Sunday, 1 March 2020

Book #15

The Letter by Sean-Paul Thomas

When a quirky, anti-social, young woman with a phobia of other people, falls for her handsome new neighbor in the tenement block of flats where she lives, it is left to her new and only friend, an eleven-year-old girl, to play matchmaker, in this black-humored, adult tale. 

Sarah is an incredibly antisocial loner, who despises other people, actively avoids any and all interaction with them. When I read this quote - Christ, she hated whistlers. Disrespectful folk that always tried to spread their pretentious joyful mood onto others by invading their peace and quiet and ear space with their annoying tunes. - I really thought I had found a kindred spirit.

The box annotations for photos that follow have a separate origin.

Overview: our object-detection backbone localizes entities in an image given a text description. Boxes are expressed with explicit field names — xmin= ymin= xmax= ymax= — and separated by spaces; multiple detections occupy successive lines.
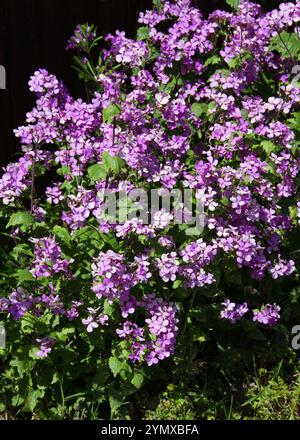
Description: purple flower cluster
xmin=253 ymin=304 xmax=280 ymax=325
xmin=220 ymin=299 xmax=280 ymax=326
xmin=117 ymin=293 xmax=178 ymax=366
xmin=31 ymin=237 xmax=74 ymax=278
xmin=220 ymin=299 xmax=249 ymax=324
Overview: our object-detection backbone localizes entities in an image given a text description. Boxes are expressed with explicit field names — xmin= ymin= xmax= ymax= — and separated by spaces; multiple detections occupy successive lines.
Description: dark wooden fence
xmin=0 ymin=0 xmax=279 ymax=166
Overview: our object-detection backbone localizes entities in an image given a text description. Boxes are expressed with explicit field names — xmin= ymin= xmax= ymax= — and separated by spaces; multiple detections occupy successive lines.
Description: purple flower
xmin=253 ymin=304 xmax=280 ymax=325
xmin=220 ymin=299 xmax=249 ymax=324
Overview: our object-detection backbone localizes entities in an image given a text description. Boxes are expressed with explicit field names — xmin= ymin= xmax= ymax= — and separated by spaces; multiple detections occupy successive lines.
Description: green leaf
xmin=288 ymin=112 xmax=300 ymax=131
xmin=13 ymin=269 xmax=34 ymax=284
xmin=102 ymin=104 xmax=121 ymax=122
xmin=53 ymin=225 xmax=71 ymax=245
xmin=108 ymin=357 xmax=124 ymax=377
xmin=131 ymin=373 xmax=144 ymax=389
xmin=192 ymin=102 xmax=208 ymax=118
xmin=269 ymin=31 xmax=300 ymax=59
xmin=23 ymin=387 xmax=45 ymax=412
xmin=137 ymin=26 xmax=149 ymax=40
xmin=6 ymin=211 xmax=34 ymax=228
xmin=204 ymin=55 xmax=221 ymax=67
xmin=102 ymin=151 xmax=125 ymax=175
xmin=173 ymin=280 xmax=183 ymax=289
xmin=225 ymin=0 xmax=240 ymax=10
xmin=10 ymin=356 xmax=35 ymax=377
xmin=11 ymin=243 xmax=33 ymax=260
xmin=261 ymin=141 xmax=277 ymax=155
xmin=88 ymin=164 xmax=106 ymax=182
xmin=153 ymin=0 xmax=162 ymax=12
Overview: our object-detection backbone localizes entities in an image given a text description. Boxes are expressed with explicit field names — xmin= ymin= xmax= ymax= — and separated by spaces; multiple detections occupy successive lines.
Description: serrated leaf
xmin=53 ymin=225 xmax=71 ymax=245
xmin=131 ymin=373 xmax=144 ymax=389
xmin=6 ymin=211 xmax=34 ymax=228
xmin=88 ymin=164 xmax=106 ymax=182
xmin=102 ymin=151 xmax=125 ymax=174
xmin=108 ymin=357 xmax=124 ymax=377
xmin=269 ymin=31 xmax=300 ymax=59
xmin=261 ymin=141 xmax=277 ymax=155
xmin=24 ymin=387 xmax=45 ymax=412
xmin=13 ymin=269 xmax=34 ymax=284
xmin=136 ymin=26 xmax=149 ymax=40
xmin=192 ymin=102 xmax=208 ymax=118
xmin=102 ymin=104 xmax=121 ymax=122
xmin=204 ymin=55 xmax=221 ymax=67
xmin=225 ymin=0 xmax=240 ymax=10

Thomas soon makes it clear, however, that Sarah’s routines and methods are far from healthy, and that something isn’t quite right. His explanation for her behaviour is understandable, yet so sad. We immediately feel drawn to this tragic heroine, and begin to hope for her.

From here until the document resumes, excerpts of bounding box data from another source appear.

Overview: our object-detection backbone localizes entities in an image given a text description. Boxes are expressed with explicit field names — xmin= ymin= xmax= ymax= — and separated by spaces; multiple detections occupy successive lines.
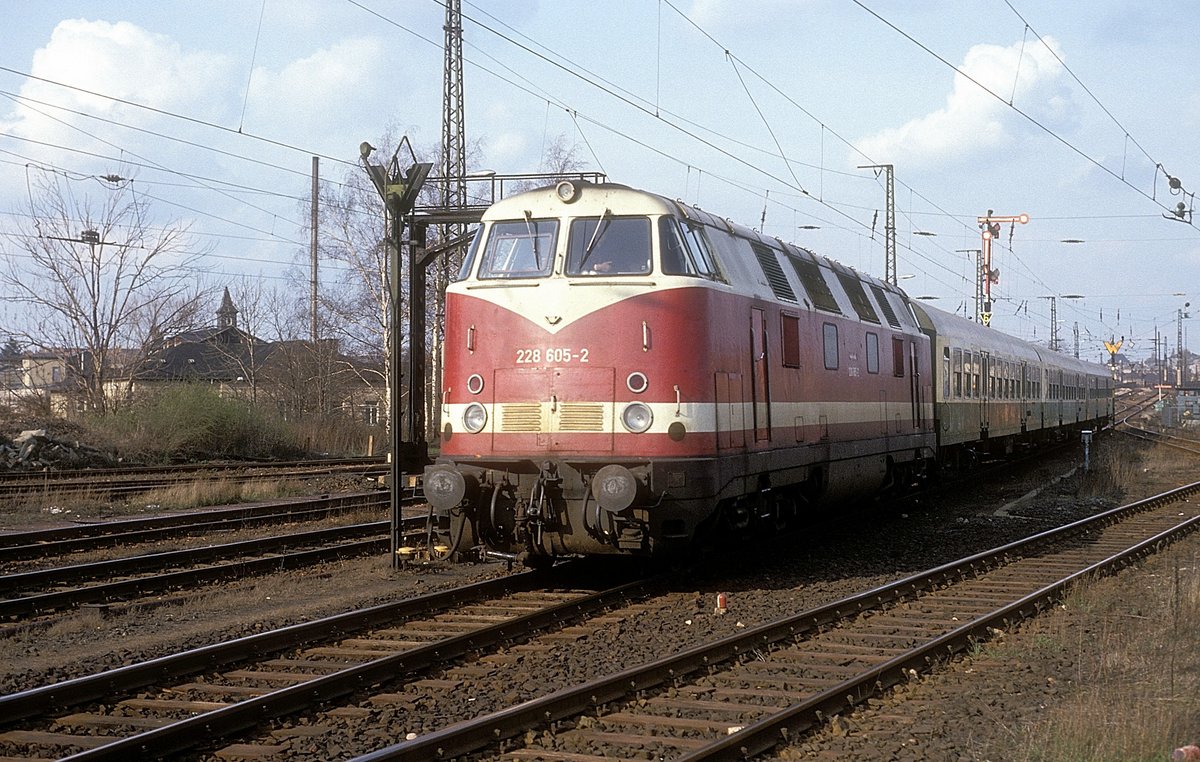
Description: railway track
xmin=360 ymin=482 xmax=1200 ymax=762
xmin=0 ymin=492 xmax=448 ymax=620
xmin=0 ymin=566 xmax=649 ymax=760
xmin=0 ymin=458 xmax=390 ymax=499
xmin=0 ymin=484 xmax=1200 ymax=762
xmin=0 ymin=491 xmax=389 ymax=568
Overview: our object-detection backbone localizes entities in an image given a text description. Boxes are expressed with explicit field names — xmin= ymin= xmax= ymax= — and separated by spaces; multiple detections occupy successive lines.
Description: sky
xmin=0 ymin=0 xmax=1200 ymax=360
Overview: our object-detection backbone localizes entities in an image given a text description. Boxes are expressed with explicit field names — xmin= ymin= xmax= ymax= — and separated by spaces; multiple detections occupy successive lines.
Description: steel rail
xmin=0 ymin=520 xmax=388 ymax=595
xmin=0 ymin=466 xmax=388 ymax=498
xmin=678 ymin=516 xmax=1200 ymax=762
xmin=0 ymin=518 xmax=408 ymax=617
xmin=57 ymin=581 xmax=653 ymax=762
xmin=356 ymin=482 xmax=1200 ymax=762
xmin=0 ymin=491 xmax=388 ymax=552
xmin=0 ymin=455 xmax=388 ymax=484
xmin=0 ymin=571 xmax=545 ymax=726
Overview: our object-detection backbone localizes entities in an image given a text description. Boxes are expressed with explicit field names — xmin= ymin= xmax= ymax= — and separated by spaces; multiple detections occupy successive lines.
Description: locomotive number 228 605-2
xmin=517 ymin=347 xmax=588 ymax=365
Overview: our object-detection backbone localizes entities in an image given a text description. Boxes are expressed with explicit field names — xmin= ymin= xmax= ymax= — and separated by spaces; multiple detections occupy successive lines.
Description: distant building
xmin=125 ymin=288 xmax=384 ymax=425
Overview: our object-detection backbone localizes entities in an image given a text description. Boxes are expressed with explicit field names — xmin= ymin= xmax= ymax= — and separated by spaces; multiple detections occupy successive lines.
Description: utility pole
xmin=977 ymin=209 xmax=1032 ymax=326
xmin=954 ymin=248 xmax=991 ymax=320
xmin=1038 ymin=296 xmax=1058 ymax=352
xmin=308 ymin=156 xmax=320 ymax=343
xmin=1175 ymin=301 xmax=1192 ymax=386
xmin=859 ymin=164 xmax=898 ymax=286
xmin=434 ymin=0 xmax=467 ymax=441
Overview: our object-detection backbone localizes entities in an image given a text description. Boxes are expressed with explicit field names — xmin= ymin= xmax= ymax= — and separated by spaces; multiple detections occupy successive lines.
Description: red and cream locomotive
xmin=424 ymin=181 xmax=1112 ymax=564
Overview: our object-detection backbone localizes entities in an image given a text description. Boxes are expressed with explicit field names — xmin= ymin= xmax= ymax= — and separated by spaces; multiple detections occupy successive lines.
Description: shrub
xmin=91 ymin=384 xmax=300 ymax=461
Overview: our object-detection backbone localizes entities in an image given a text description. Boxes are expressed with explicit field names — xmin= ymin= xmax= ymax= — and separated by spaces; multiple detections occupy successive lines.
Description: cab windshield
xmin=566 ymin=212 xmax=650 ymax=275
xmin=479 ymin=218 xmax=558 ymax=278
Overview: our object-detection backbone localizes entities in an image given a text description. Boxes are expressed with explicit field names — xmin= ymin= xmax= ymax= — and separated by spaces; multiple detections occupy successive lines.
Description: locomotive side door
xmin=750 ymin=307 xmax=770 ymax=442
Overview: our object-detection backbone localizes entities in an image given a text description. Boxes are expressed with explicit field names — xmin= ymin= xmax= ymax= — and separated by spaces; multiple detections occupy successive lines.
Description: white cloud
xmin=246 ymin=37 xmax=388 ymax=145
xmin=851 ymin=37 xmax=1073 ymax=168
xmin=22 ymin=19 xmax=229 ymax=125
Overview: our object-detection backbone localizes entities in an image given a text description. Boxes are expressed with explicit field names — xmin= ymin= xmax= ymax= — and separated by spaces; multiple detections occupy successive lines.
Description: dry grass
xmin=997 ymin=541 xmax=1200 ymax=762
xmin=0 ymin=478 xmax=313 ymax=529
xmin=1079 ymin=444 xmax=1144 ymax=498
xmin=138 ymin=479 xmax=305 ymax=510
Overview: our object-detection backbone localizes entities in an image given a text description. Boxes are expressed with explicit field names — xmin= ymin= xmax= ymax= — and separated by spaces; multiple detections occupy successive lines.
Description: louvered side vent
xmin=838 ymin=272 xmax=880 ymax=323
xmin=871 ymin=286 xmax=900 ymax=328
xmin=787 ymin=254 xmax=841 ymax=314
xmin=750 ymin=244 xmax=796 ymax=304
xmin=500 ymin=402 xmax=542 ymax=433
xmin=558 ymin=402 xmax=604 ymax=431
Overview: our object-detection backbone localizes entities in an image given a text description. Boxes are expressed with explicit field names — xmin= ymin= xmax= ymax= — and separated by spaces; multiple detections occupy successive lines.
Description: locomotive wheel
xmin=475 ymin=485 xmax=517 ymax=551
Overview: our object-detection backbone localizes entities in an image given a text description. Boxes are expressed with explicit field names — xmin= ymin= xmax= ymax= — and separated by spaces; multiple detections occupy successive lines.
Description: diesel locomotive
xmin=424 ymin=181 xmax=1112 ymax=565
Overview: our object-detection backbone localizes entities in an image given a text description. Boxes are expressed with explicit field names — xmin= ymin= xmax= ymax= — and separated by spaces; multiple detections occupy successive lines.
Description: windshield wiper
xmin=580 ymin=208 xmax=608 ymax=270
xmin=524 ymin=209 xmax=541 ymax=270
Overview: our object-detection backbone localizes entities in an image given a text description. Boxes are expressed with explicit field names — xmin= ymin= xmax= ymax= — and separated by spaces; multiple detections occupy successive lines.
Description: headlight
xmin=554 ymin=180 xmax=580 ymax=204
xmin=592 ymin=463 xmax=637 ymax=514
xmin=620 ymin=402 xmax=654 ymax=434
xmin=462 ymin=402 xmax=487 ymax=434
xmin=421 ymin=466 xmax=467 ymax=510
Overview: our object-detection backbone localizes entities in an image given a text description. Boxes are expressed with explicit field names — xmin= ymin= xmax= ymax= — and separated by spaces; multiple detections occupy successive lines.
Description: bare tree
xmin=318 ymin=140 xmax=398 ymax=428
xmin=0 ymin=173 xmax=202 ymax=413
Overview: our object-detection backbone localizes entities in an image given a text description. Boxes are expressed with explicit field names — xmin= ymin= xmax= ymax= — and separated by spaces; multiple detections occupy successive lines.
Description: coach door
xmin=979 ymin=352 xmax=996 ymax=439
xmin=750 ymin=307 xmax=770 ymax=442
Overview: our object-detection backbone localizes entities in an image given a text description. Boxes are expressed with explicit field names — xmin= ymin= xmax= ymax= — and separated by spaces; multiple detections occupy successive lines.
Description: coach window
xmin=822 ymin=323 xmax=838 ymax=371
xmin=942 ymin=347 xmax=950 ymax=400
xmin=458 ymin=226 xmax=484 ymax=281
xmin=566 ymin=214 xmax=650 ymax=275
xmin=683 ymin=224 xmax=725 ymax=281
xmin=479 ymin=218 xmax=558 ymax=278
xmin=954 ymin=349 xmax=962 ymax=397
xmin=779 ymin=312 xmax=800 ymax=367
xmin=659 ymin=217 xmax=698 ymax=275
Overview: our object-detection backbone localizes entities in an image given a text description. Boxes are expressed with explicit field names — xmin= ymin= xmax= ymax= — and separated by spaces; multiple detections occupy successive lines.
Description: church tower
xmin=217 ymin=286 xmax=238 ymax=328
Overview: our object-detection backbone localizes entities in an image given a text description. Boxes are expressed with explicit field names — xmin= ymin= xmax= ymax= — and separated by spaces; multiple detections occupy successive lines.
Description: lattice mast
xmin=425 ymin=0 xmax=467 ymax=434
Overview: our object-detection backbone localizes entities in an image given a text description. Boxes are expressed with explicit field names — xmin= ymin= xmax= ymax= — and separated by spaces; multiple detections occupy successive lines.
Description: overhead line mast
xmin=434 ymin=0 xmax=467 ymax=441
xmin=976 ymin=209 xmax=1030 ymax=325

I found it strange that, despite wanting Sarah to recognise she needs some help, Thomas made me creep along hallways with her, heart in my mouth, desperation rife to ensure we met no one on those stealth missions. He really gets us inside Sarah’s head and let us understand it. It was masterful.

When Sarah notices a handsome new neighbour in her building, she turns into even more of a nervous wreck (and going by the description of this guy, I think we all would). She becomes obsessive, and with the help of strange little girl who hangs about the secret stairwell (which is Sarah’s route of choice for stealth missions), she writes handsome stranger a letter.

I thought this little story was excellent. The journey we go on with Sarah is fraught with obstacles, yet by the time we reach the end we can see a light of hope for her. Again, my only criticism comes from a place of greed - I loved this, and I needed more.